Sembra ormai una ricorrenza – o forse una frase fatta – quella di puntualizzare quanto i grandi autori giunti alla propria terza vita, siano in grande spolvero. Basti pensare ai grandi ritorni dell’ultimo anno: Scorsese, Miyazaki, Loach, Coppola. Quando però a tornare è il texano dagli occhi di ghiaccio, il maestro Clint Eastwood col suo Giurato numero 2, è inevitabile scadere in affermazioni ovvie. Dunque, chi vi scrive proverà a non risultare lapalissiano.
Giurato numero 2 è un dramma processuale, incentrato sul delitto, sul femminicidio, di Kendall, ritrovata senza vita sotto un ponte. L’imputato, suo ex compagno, è un noto pusher della zona. Siamo in Georgia. Il “caso Sythe” è relativo a un omicidio del 2021, a un anno esatto dalla notte elettorale che portò Joe Biden alla Casa Bianca. Proprio grazie al miracoloso – e insperato – risultato elettorale ottenuto in Georgia.
Justin Kemp (Nicholas Hoult) è il giurato numero 2, nella giuria popolare composta da dodici elementi, chiamati a giudicare la vita di James Sythe. Con l’inizio del processo, i ricordi di una tragica notte, avvolta dal mistero, cominceranno a riaffiorare, istillando in lui un dubbio.

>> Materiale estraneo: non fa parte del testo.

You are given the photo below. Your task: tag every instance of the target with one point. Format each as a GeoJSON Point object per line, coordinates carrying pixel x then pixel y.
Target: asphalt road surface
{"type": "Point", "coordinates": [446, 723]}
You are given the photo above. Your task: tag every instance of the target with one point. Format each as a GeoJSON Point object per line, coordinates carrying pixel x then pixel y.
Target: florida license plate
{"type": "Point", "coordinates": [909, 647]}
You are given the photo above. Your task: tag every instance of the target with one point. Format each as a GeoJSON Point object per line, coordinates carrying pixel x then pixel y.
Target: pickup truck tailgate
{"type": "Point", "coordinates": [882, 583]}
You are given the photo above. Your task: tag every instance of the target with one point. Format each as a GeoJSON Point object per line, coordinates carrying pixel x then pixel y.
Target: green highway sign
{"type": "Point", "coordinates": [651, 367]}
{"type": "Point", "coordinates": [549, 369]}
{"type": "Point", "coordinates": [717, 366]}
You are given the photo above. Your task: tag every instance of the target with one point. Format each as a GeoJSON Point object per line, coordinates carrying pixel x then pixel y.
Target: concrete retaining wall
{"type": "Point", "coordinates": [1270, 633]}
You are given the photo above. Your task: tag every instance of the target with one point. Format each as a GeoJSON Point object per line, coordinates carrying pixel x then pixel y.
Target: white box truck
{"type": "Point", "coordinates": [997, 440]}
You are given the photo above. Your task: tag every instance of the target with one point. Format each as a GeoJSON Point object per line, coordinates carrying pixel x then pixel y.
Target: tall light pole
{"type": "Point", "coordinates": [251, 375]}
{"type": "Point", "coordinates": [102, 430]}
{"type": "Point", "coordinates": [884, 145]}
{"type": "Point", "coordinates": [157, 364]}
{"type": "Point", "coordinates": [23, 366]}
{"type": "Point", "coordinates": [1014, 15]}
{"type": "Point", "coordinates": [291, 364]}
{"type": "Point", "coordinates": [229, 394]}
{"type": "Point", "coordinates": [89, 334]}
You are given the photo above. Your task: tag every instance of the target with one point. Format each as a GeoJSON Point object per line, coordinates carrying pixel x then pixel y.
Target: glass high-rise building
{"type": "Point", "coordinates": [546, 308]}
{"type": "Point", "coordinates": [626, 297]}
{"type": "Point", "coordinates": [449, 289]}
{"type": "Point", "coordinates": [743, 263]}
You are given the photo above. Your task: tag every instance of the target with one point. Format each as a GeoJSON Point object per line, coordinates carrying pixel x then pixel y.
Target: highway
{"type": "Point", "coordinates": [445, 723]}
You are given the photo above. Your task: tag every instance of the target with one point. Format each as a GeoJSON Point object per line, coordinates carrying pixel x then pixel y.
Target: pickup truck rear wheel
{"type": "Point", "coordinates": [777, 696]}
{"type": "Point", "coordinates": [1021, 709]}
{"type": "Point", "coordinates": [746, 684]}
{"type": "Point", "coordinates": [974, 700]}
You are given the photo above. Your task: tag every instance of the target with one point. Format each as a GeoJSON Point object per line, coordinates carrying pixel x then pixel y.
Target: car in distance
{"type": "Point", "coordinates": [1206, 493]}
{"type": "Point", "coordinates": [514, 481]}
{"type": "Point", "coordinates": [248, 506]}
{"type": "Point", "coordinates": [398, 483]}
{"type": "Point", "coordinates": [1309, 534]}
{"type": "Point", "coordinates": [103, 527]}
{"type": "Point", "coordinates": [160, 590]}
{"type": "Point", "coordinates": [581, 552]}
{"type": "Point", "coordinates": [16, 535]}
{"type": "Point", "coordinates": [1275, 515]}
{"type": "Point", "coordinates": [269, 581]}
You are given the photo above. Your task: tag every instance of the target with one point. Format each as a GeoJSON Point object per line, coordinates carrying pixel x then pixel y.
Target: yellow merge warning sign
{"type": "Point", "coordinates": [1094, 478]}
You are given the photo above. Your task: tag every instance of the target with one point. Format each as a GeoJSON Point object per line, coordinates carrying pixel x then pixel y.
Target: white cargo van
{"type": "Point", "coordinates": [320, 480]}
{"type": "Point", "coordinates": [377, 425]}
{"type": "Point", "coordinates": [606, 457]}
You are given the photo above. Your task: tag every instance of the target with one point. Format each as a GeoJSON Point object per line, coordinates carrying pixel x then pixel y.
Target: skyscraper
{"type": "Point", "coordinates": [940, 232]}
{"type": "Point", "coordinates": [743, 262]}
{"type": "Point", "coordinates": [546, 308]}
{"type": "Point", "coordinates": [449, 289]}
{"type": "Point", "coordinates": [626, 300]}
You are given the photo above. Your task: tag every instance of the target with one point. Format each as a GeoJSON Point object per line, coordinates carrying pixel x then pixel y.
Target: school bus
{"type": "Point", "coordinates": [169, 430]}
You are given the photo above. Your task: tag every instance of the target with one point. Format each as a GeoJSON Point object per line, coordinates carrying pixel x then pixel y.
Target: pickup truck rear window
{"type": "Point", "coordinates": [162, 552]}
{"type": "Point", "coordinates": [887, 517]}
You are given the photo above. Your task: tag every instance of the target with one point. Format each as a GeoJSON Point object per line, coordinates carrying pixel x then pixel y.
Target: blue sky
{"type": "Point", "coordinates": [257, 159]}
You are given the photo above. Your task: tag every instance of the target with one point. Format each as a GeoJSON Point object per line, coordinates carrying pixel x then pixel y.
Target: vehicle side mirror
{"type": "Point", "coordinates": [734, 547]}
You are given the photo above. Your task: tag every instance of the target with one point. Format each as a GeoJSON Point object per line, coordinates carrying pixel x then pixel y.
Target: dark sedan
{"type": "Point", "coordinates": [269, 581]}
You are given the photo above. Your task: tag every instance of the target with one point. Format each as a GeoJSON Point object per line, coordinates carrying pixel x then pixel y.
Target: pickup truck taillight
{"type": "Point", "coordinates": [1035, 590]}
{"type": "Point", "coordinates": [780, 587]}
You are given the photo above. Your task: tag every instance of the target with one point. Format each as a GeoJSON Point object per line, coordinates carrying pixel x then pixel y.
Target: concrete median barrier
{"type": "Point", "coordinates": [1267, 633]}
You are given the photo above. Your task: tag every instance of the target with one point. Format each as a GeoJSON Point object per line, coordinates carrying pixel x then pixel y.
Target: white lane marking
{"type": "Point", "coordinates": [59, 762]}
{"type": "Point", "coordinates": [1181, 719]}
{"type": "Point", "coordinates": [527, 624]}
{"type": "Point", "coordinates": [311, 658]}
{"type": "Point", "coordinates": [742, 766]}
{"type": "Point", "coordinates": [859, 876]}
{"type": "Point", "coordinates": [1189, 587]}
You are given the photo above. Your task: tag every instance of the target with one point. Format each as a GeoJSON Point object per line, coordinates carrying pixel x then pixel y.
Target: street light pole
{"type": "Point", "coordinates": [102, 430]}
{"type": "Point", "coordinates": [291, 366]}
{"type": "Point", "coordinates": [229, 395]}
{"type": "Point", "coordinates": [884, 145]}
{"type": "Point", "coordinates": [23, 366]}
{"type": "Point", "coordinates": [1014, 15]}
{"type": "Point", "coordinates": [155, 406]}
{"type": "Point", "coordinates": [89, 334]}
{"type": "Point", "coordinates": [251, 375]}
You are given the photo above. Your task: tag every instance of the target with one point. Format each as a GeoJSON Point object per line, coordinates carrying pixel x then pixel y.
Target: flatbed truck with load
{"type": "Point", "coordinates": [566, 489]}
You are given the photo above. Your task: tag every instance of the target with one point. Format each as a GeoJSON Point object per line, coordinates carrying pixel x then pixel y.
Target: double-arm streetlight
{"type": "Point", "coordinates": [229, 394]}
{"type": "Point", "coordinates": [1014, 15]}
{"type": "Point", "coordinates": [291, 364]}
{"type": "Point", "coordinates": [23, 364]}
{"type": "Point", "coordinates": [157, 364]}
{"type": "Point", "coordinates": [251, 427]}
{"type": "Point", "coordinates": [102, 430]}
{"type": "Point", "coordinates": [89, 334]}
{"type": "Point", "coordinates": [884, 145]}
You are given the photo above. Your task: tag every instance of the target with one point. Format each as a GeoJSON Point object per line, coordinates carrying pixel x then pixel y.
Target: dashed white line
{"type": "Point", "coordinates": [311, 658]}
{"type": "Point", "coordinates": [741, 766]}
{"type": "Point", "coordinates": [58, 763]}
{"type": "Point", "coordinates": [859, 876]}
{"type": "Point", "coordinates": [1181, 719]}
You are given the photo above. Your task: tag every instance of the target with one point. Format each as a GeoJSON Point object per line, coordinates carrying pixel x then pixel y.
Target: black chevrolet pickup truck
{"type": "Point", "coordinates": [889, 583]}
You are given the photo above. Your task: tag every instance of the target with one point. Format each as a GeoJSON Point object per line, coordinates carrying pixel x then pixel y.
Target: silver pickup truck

Clint Eastwood racconta, per l’ennesima volta, i paradossi ideologici e le crisi di valori della bandiera a stelle e strisce. Non giudica James Sythe e Justin Kemp. Giudica gli Stati Uniti, li processa. L’aula di tribunale georgiana è il teatro della crisi d’identità dell’America post-governo Trump. Ogni personaggio di Giurato numero 2 evade continuamente i confini morali e di manovra del proprio ruolo.
Il detective, gioca a fare l’avvocato, mentre l’avvocato difensore, indossa gli abiti dell’investigatore. L’accusa è in realtà una candidata politica. Il giurato è l’assassino, mentre l’imputato è il capro espiatorio. Eastwood rimugina sui farraginosi processi che il potere legislativo mastica faticosamente, omettendo l’etica, favorendo un prospettivismo parziale, spietato, sulla cronaca nera.
Il punto focale di Giurato numero 2 subentra nella sua seconda ora di durata, durante gli scambi serratissimi tra i giurati. Undici contro uno: Kemp contro l’iniquo pensiero comune, giustizialista. Kemp tenta di assolvere sé stesso. Come in un gioco di ruolo difende il suo alter-ego in gioco, l’imputato Sythe. La distanza tangibile tra il giurato e la condanna non viene mai in qualche modo accorciata. Il dramma processuale di Eastwood amplifica le distanze, tra i personaggi e le conseguenze delle loro azioni, come a sottintendere una tendenza dell’uomo postmoderno: la separazione fisica dagli atti, è necessaria, nonché decisiva. La contemporaneità, secondo Eastwood è tiranneggiata dalla distanza, foraggiata dalla virtualità.
L’ultimo, immenso Eastwood, racconta attraverso un processo ai danni di un’identità americana in conflitto con sé stessa, la natura corruttibile delle narrazioni. Le narrazioni sono ciò che portano la vita stessa a delle conclusioni, per quanto, talvolta, tragiche. In questo concetto, risiede la natura stessa del cinema: una materia informe plasmata dallo sguardo critico di uomini e donne, osservatori della natura umana.